To the Yale Community,
I write at a moment of transition in our nation, a moment in which unprecedented levels of negativity, partisanship, and polarization have characterized the U.S. presidential campaign and the public discourse around it. Institutions of higher learning have a special role to play in our democracy, and none more so than Yale. We should engage in the debates of the day—exercising our full commitment to diversity, inclusion, and the free exchange of ideas—and in so doing seek to elevate the level of the discussion. As members of a university community, we are obliged to engage fully with each other, speak frankly, listen carefully, and seek common ground. This was the message of my baccalaureate address last May, and it seems quite relevant to our current times.

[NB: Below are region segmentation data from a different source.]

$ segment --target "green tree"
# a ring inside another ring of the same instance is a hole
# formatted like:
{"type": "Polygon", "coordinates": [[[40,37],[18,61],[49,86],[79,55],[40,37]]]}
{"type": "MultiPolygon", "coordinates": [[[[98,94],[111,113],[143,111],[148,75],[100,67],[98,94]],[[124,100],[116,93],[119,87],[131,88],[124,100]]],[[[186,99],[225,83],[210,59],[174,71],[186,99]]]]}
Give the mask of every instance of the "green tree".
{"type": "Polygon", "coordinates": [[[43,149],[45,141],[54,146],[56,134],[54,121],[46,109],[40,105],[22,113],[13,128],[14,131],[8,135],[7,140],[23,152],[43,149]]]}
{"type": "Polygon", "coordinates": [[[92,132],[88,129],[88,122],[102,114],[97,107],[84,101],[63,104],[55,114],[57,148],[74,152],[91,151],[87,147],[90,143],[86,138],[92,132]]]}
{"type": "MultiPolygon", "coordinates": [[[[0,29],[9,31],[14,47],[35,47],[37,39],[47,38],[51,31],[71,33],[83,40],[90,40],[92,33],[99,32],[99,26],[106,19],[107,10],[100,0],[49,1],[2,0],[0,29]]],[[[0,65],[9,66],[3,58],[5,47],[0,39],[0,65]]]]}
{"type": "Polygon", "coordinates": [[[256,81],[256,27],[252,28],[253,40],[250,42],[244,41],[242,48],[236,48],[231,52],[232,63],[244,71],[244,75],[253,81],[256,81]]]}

Americans have elected a new president, and no matter what views any of us held leading up to the election, all of us have an interest in what happens next. Yesterday, President Barack Obama, Hillary Clinton, and Donald Trump all sounded gracious notes signaling that our country will make this transition of power peacefully, as we have throughout our history. I hope everyone in our community will take heart from their words. This is a moment for all of us to act with decency, show respect to each other, and take the high road. We must not allow the historically divisive campaign to infect our campus with a comfort for intolerance. This has been a tumultuous period for all of us, but it is now the time to care for each other, empathize with each other, and embrace each other, no matter our political differences.
There is no doubt that it will take the very best minds and the most energetic leaders to address the challenges we face in the United States and around the globe. We join in this work every day in our classrooms, our laboratories, our residential colleges, and our libraries and collections. The strength of our campus and our nation derives from the vibrancy of our differences and from working together toward the common good.